How are pregnancy complications of these diseases distinguished from other obstetric complications?

Key concepts

Systemic lupus erythematosus
Antiphospholipid syndrome
Disease activity and flare
Anti-Ro/SSA and neonatal lupus / congenital heart block
Antiphospholipid antibodies and pregnancy morbidity
Pre-conception disease control
Distinguishing lupus nephritis flare from pre-eclampsia

Mechanisms

These diseases affect pregnancy through several distinct pathways. In antiphospholipid syndrome, antiphospholipid antibodies promote placental thrombosis and dysfunction, manifesting as recurrent miscarriage, fetal death, or placenta-mediated complications. In systemic lupus erythematosus, active disease — particularly active lupus nephritis — at the time of conception predicts worse maternal and fetal outcomes, and lupus flare can be difficult to distinguish from pre-eclampsia. Certain maternal autoantibodies cross the placenta: anti-Ro/SSA and anti-La/SSB are associated with neonatal lupus and, in a minority, congenital complete heart block in the fetus. Because outcomes are better when disease is quiescent and on pregnancy-compatible therapy at conception, pre-conception planning is a recurring theme in the guideline literature.

Clinical relevance

Recognising how lupus, antiphospholipid syndrome, and related diseases interact with pregnancy informs referral, surveillance for specific autoantibody-related fetal effects, and pre-conception planning.
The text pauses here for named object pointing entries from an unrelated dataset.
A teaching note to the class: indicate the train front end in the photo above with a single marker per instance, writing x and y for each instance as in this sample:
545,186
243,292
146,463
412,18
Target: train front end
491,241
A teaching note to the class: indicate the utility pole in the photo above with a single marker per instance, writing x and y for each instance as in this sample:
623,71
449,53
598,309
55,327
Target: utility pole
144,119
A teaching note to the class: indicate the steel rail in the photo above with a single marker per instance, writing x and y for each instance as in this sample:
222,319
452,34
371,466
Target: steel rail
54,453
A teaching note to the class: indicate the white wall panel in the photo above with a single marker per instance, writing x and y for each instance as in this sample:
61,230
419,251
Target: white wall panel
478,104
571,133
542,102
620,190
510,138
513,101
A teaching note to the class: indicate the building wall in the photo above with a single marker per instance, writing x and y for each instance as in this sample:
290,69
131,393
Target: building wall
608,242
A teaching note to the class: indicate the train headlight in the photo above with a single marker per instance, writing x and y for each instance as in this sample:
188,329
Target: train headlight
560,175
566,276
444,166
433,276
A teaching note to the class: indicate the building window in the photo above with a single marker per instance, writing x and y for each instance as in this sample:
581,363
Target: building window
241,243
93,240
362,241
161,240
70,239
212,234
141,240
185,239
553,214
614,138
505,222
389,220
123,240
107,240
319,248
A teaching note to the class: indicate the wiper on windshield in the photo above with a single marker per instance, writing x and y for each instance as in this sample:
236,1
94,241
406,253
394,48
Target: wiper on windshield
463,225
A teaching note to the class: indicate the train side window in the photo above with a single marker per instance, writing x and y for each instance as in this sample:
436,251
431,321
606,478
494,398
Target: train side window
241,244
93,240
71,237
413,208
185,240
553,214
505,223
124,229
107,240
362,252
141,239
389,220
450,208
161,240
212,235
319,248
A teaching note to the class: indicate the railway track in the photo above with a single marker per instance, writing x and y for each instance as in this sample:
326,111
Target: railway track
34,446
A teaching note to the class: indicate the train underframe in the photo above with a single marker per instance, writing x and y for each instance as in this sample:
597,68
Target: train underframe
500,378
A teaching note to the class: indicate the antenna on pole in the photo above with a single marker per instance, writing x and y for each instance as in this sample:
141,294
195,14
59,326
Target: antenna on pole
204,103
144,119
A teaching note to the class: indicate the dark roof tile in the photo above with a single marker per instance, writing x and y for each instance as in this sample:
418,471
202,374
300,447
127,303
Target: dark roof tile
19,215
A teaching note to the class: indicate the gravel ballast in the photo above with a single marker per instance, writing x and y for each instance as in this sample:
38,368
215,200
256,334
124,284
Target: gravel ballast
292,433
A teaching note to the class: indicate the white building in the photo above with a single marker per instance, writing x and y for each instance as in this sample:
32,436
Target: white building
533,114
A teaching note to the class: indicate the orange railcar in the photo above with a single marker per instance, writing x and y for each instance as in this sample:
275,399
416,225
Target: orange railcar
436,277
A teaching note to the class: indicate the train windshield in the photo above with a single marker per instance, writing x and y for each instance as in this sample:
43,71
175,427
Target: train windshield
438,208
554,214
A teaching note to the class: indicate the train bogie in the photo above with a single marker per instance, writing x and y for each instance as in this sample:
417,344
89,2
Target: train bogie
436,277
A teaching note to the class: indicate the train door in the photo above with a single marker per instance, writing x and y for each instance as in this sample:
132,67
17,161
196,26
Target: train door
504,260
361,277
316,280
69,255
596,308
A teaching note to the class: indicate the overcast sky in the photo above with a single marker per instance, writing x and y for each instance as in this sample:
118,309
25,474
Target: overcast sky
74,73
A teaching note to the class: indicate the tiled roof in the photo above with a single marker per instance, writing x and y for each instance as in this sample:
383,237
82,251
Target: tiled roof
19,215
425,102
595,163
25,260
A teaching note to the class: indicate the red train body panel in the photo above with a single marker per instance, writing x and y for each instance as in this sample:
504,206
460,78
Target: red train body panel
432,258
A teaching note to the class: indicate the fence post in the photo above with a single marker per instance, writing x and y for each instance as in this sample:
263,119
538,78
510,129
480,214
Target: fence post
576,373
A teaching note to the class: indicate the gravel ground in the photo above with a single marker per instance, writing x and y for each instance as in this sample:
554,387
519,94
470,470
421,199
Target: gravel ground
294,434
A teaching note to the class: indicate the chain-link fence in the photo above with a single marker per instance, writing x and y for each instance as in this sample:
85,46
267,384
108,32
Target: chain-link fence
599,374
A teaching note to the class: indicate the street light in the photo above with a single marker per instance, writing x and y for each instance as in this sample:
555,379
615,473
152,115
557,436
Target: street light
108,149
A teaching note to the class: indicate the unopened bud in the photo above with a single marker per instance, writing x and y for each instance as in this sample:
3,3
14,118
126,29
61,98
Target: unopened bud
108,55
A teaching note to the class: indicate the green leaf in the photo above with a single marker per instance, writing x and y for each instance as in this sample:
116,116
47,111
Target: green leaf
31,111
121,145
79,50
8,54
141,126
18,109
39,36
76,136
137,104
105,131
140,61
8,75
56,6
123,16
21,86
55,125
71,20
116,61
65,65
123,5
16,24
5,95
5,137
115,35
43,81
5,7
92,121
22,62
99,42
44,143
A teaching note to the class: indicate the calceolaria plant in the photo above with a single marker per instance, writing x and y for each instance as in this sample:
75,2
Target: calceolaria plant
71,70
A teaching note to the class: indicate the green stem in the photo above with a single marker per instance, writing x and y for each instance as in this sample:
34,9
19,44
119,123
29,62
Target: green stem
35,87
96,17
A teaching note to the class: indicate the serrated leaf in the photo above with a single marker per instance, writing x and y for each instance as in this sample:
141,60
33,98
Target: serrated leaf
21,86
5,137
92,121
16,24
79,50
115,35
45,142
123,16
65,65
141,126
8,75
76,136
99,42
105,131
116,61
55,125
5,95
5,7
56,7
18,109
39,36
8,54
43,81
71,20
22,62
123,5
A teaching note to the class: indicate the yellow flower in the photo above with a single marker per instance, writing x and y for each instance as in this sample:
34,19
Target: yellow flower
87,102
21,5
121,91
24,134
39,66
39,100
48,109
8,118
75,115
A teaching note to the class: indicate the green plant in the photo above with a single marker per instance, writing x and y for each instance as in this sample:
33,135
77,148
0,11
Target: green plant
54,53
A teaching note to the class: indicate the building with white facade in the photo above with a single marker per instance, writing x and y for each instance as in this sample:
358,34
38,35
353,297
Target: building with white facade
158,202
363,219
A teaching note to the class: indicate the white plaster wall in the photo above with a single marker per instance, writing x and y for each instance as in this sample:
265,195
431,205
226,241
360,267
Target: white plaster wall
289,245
This entry is reference orientation to the disease category; it does not provide medication choices, anticoagulation regimens, or monitoring schedules for any individual.

Epidemiology

Systemic lupus erythematosus and antiphospholipid syndrome predominantly affect women of childbearing age, so their intersection with pregnancy is common in rheumatology and obstetric practice. Pregnancy morbidity — recurrent loss, fetal death, and placenta-mediated complications — is a defining feature of antiphospholipid syndrome, as summarised in contemporary reviews.

History

Once regarded as near-contraindications to pregnancy, lupus and antiphospholipid syndrome are now managed with structured pre-conception assessment and pregnancy-compatible therapy, reflecting decades of cohort experience. The 2017 EULAR recommendations consolidated this evidence into a reference framework for women's health in these conditions.

Seminal works

andreoli-2017

Frequently asked questions

Why is disease control before conception emphasised in lupus?: Outcomes are generally better when systemic lupus erythematosus is quiescent and managed with pregnancy-compatible treatment at the time of conception; active disease, especially active lupus nephritis, is associated with worse maternal and fetal outcomes.
How can a maternal autoantibody affect the fetus?: Some maternal antibodies cross the placenta. Anti-Ro/SSA and anti-La/SSB antibodies are associated with neonatal lupus and, in a minority of cases, congenital heart block in the fetus.